Lord Rama - The Shelter for the SaintsThe mindset of the sages could be discovered quite easily; it was not a secret. Sita’s mindset was pretty easy to read as well. If she voluntarily went to the forest for fourteen years with her husband Rama, she obviously didn’t place too high an importance on money and fame. In fact, one of her favorite activities was going to the forest with her husband and distributing charity to the brahmanas, the sages of the priestly order. She loved to give. She had no desire to take fame or credit. She didn’t care where she lived, as long as she was able to worship her husband, who is the Supreme Lord Himself.
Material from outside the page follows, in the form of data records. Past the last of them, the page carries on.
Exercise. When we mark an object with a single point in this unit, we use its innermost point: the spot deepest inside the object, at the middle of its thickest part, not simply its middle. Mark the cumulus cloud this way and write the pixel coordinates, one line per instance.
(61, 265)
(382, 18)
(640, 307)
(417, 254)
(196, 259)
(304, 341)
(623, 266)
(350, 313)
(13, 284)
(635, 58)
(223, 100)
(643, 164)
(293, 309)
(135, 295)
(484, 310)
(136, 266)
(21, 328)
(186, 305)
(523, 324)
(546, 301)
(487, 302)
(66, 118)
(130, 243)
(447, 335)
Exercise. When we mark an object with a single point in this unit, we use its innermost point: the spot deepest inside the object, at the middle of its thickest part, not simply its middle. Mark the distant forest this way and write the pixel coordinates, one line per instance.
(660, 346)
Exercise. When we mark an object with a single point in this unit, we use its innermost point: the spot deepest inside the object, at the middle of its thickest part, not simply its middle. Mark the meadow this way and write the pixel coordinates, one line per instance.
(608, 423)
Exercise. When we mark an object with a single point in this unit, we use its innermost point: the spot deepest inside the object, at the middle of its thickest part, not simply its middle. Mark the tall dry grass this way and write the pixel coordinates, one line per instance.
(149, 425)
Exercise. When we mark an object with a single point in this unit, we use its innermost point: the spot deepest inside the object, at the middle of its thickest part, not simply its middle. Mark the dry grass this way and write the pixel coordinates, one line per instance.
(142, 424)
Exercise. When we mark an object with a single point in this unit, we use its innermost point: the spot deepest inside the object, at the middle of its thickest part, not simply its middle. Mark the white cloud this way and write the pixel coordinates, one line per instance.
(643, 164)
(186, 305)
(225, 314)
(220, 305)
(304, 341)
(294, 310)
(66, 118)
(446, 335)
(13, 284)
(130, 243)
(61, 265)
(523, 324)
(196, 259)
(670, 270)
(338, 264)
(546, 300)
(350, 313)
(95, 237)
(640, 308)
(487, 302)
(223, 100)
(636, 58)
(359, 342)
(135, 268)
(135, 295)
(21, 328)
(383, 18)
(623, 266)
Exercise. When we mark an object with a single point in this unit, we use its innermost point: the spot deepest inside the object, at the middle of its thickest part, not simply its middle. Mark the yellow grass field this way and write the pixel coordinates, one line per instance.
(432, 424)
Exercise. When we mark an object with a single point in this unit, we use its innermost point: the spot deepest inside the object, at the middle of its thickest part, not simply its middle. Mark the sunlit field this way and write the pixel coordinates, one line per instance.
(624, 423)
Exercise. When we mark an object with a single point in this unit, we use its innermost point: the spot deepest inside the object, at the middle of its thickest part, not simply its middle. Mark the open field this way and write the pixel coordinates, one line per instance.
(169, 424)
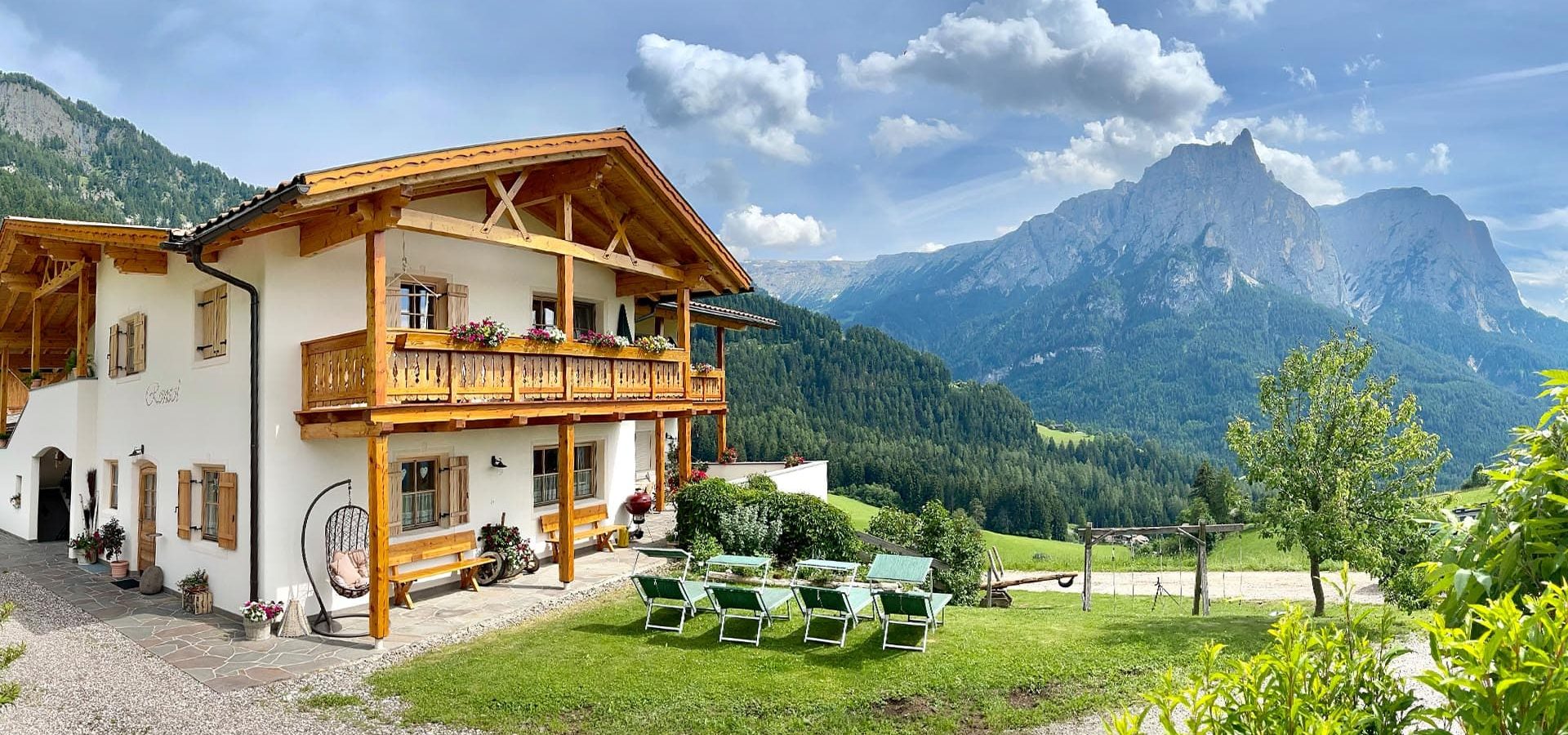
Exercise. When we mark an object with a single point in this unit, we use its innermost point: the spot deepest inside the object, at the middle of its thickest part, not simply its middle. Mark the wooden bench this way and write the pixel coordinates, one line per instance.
(596, 519)
(433, 547)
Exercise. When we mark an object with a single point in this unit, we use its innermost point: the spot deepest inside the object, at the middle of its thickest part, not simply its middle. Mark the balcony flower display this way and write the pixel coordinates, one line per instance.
(599, 339)
(654, 344)
(546, 334)
(483, 332)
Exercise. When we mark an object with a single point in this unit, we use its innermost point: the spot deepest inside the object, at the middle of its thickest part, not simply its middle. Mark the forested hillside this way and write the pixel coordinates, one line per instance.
(883, 412)
(65, 158)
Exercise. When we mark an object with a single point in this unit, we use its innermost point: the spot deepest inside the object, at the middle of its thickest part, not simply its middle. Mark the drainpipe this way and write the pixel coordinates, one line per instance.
(256, 406)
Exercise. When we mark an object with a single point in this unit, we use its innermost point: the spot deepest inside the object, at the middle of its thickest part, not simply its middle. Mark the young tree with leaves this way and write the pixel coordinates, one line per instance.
(1339, 453)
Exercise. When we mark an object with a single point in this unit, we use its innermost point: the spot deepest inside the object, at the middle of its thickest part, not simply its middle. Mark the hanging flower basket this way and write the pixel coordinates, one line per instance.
(545, 334)
(483, 332)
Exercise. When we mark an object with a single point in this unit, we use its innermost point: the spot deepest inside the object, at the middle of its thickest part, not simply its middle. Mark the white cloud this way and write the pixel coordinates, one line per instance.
(896, 134)
(1062, 57)
(1363, 116)
(1361, 65)
(750, 228)
(1351, 162)
(1302, 77)
(1438, 160)
(1245, 10)
(758, 100)
(61, 68)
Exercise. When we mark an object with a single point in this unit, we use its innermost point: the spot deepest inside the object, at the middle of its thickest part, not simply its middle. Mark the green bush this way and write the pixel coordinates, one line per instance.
(1509, 676)
(806, 527)
(1520, 541)
(1312, 679)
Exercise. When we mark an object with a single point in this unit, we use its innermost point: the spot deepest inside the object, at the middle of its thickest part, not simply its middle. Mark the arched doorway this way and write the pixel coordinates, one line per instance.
(54, 494)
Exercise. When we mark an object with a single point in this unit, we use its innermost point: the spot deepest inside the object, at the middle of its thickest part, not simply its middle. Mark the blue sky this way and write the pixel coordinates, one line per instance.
(830, 129)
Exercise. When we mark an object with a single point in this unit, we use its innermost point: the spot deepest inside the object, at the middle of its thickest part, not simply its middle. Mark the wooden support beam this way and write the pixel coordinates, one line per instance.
(659, 464)
(452, 226)
(565, 484)
(376, 317)
(380, 516)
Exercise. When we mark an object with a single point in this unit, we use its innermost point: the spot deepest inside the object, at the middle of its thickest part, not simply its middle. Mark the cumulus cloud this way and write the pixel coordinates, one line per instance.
(750, 228)
(1438, 160)
(758, 100)
(898, 134)
(1351, 162)
(1060, 57)
(1302, 77)
(1245, 10)
(61, 68)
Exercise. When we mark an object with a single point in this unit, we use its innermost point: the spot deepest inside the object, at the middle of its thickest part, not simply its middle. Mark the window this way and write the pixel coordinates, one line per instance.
(212, 322)
(421, 482)
(112, 470)
(209, 502)
(586, 314)
(546, 474)
(427, 303)
(127, 347)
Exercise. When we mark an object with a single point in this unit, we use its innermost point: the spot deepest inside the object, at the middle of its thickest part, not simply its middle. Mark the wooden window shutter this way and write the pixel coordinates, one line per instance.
(457, 501)
(114, 351)
(395, 499)
(228, 510)
(457, 305)
(138, 336)
(182, 501)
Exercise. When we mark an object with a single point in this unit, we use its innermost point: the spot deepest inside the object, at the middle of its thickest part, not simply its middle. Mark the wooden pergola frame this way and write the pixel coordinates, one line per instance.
(1196, 532)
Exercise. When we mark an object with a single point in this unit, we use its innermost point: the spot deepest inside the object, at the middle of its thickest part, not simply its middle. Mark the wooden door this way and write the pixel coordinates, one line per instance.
(146, 518)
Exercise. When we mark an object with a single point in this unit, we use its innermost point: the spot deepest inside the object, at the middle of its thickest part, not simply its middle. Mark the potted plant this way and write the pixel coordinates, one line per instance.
(114, 541)
(87, 547)
(196, 593)
(259, 617)
(485, 332)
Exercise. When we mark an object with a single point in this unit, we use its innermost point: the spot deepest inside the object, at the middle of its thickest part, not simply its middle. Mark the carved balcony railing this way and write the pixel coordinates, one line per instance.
(429, 368)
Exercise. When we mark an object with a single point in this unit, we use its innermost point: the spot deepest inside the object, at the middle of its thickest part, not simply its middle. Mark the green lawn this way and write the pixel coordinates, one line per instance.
(1062, 436)
(593, 668)
(1247, 550)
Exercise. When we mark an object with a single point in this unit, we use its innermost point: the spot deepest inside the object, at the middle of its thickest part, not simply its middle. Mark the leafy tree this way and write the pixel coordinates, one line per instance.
(1520, 541)
(1341, 457)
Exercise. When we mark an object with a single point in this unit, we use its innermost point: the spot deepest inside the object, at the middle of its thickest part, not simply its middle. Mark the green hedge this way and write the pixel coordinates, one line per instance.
(808, 528)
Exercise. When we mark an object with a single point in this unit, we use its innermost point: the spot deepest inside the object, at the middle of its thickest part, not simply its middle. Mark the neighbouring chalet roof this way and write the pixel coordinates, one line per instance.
(613, 182)
(717, 315)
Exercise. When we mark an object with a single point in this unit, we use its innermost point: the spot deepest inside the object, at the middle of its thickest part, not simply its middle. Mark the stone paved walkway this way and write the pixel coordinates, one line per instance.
(214, 651)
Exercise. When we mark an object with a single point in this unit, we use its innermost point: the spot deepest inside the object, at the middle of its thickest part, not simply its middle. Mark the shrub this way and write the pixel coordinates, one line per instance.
(806, 525)
(1319, 679)
(1510, 676)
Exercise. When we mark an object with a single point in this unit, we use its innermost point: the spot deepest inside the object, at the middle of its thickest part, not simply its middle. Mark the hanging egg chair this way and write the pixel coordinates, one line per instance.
(347, 546)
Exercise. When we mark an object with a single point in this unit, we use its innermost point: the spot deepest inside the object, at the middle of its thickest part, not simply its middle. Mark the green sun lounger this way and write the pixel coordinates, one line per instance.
(843, 604)
(668, 593)
(920, 610)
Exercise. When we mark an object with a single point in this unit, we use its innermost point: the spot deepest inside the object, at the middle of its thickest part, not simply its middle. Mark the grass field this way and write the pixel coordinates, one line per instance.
(1247, 550)
(593, 668)
(1062, 436)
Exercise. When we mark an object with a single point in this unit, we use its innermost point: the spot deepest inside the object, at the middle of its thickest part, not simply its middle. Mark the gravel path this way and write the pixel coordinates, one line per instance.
(1223, 585)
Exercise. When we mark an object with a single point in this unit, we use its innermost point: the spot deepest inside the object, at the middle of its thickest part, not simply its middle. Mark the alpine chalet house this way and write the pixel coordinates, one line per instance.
(303, 337)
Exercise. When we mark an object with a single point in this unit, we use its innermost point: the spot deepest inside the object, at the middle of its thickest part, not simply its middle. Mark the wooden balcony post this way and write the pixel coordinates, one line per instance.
(659, 464)
(376, 317)
(380, 494)
(565, 488)
(684, 447)
(82, 318)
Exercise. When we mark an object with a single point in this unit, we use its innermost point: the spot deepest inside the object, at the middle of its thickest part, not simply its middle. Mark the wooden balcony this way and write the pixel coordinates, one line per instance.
(448, 380)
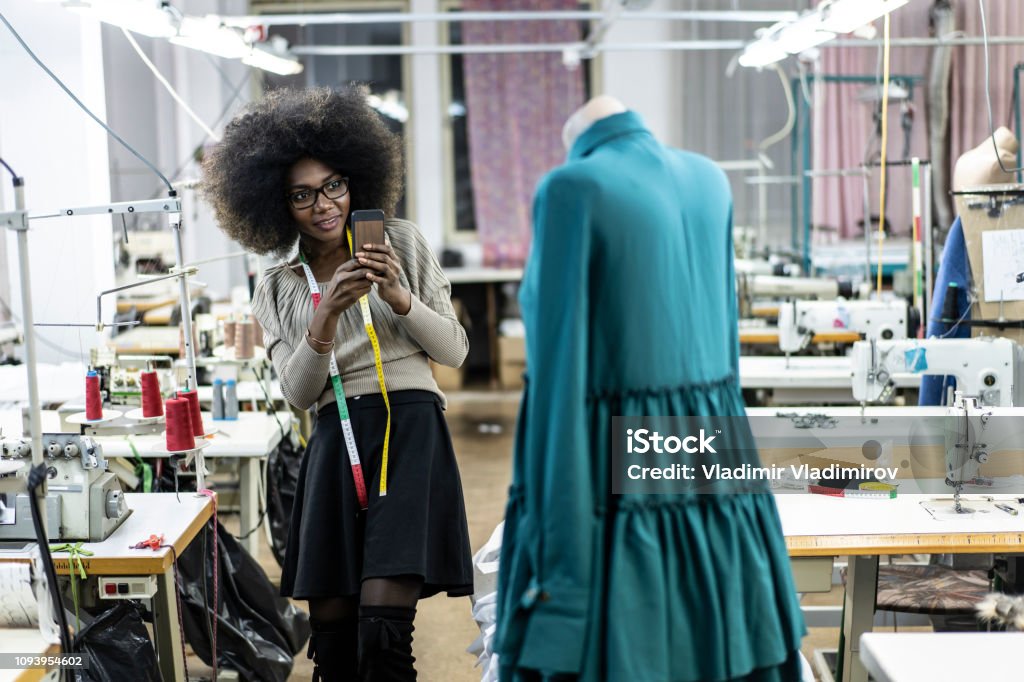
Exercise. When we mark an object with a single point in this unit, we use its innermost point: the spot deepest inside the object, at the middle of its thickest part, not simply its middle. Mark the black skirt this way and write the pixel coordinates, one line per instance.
(418, 528)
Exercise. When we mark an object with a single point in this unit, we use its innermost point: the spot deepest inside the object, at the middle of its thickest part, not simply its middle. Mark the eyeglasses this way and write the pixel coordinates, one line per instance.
(304, 199)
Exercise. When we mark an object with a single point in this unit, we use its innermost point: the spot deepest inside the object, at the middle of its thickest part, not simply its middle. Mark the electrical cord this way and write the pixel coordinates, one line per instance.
(36, 477)
(167, 86)
(85, 109)
(791, 120)
(264, 469)
(988, 92)
(223, 114)
(46, 342)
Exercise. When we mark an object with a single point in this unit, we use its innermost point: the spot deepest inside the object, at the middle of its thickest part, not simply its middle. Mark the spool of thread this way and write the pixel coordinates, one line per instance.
(244, 340)
(153, 402)
(229, 326)
(195, 415)
(230, 399)
(218, 398)
(93, 400)
(179, 429)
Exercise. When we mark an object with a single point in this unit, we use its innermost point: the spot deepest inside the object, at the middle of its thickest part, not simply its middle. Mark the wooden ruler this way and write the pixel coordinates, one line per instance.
(932, 543)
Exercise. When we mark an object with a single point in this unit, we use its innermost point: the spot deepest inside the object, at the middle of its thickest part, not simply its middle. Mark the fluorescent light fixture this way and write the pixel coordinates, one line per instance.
(848, 15)
(273, 56)
(767, 49)
(210, 36)
(146, 17)
(803, 34)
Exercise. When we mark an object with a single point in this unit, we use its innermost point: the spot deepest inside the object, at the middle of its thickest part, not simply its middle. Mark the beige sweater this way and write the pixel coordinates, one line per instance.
(284, 308)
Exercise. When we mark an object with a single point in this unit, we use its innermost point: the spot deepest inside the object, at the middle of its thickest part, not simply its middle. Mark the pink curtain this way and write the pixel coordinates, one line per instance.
(516, 104)
(843, 126)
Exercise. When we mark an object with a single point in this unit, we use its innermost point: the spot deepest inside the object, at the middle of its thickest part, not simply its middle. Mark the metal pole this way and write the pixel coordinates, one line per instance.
(1017, 111)
(185, 303)
(35, 420)
(677, 45)
(455, 17)
(929, 249)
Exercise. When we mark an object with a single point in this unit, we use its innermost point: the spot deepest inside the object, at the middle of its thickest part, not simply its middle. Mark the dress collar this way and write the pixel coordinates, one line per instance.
(606, 129)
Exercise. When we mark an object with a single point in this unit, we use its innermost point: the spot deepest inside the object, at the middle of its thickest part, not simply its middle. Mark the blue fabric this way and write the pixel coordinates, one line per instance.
(630, 308)
(952, 268)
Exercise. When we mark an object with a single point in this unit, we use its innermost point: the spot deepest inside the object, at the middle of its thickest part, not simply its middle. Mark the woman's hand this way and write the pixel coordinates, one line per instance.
(384, 268)
(347, 286)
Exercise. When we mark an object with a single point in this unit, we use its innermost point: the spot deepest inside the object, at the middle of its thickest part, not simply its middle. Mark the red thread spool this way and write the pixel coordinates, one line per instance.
(93, 401)
(153, 402)
(179, 431)
(195, 415)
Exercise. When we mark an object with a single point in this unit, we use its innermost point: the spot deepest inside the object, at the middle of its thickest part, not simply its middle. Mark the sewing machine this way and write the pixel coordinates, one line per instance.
(800, 321)
(986, 368)
(84, 501)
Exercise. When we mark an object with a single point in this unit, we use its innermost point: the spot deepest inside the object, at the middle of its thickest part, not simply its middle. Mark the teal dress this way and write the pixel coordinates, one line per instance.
(629, 303)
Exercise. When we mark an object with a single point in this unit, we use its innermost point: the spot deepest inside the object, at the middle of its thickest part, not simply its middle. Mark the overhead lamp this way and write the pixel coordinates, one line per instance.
(765, 50)
(209, 35)
(146, 17)
(273, 56)
(848, 15)
(803, 34)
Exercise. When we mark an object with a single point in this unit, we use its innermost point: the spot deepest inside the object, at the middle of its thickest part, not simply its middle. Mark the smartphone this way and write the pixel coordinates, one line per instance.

Therefore in the above referenced verse from the Ramayana, Sita’s words don’t mark the first time anyone discovered her characteristics. Anyone who cared to understand her quickly realized that she was like Rama’s shadow. She could never be separated from Him. Why would she be tempted by wealth and opulence, if it came with the price of having Ravana’s association? The fiend had taken her away from Rama in secret while she was in the forest. After committing such an unspeakable act, he was under the illusion that she would become his chief queen. That illusion was first symbolically knocked down by Sita’s words and then physically removed by Rama’s arrows.

In Closing:

That from material desires she was free,

Any person with interest could see.


To the forest with husband she went,

After full charity to brahmanas spent.


What would opulence and wealth to her mean,

When lotus feet of Supreme Lord previously seen?


From offer to Rama’s wife one could tell,

Ravana completely under illusion’s spell.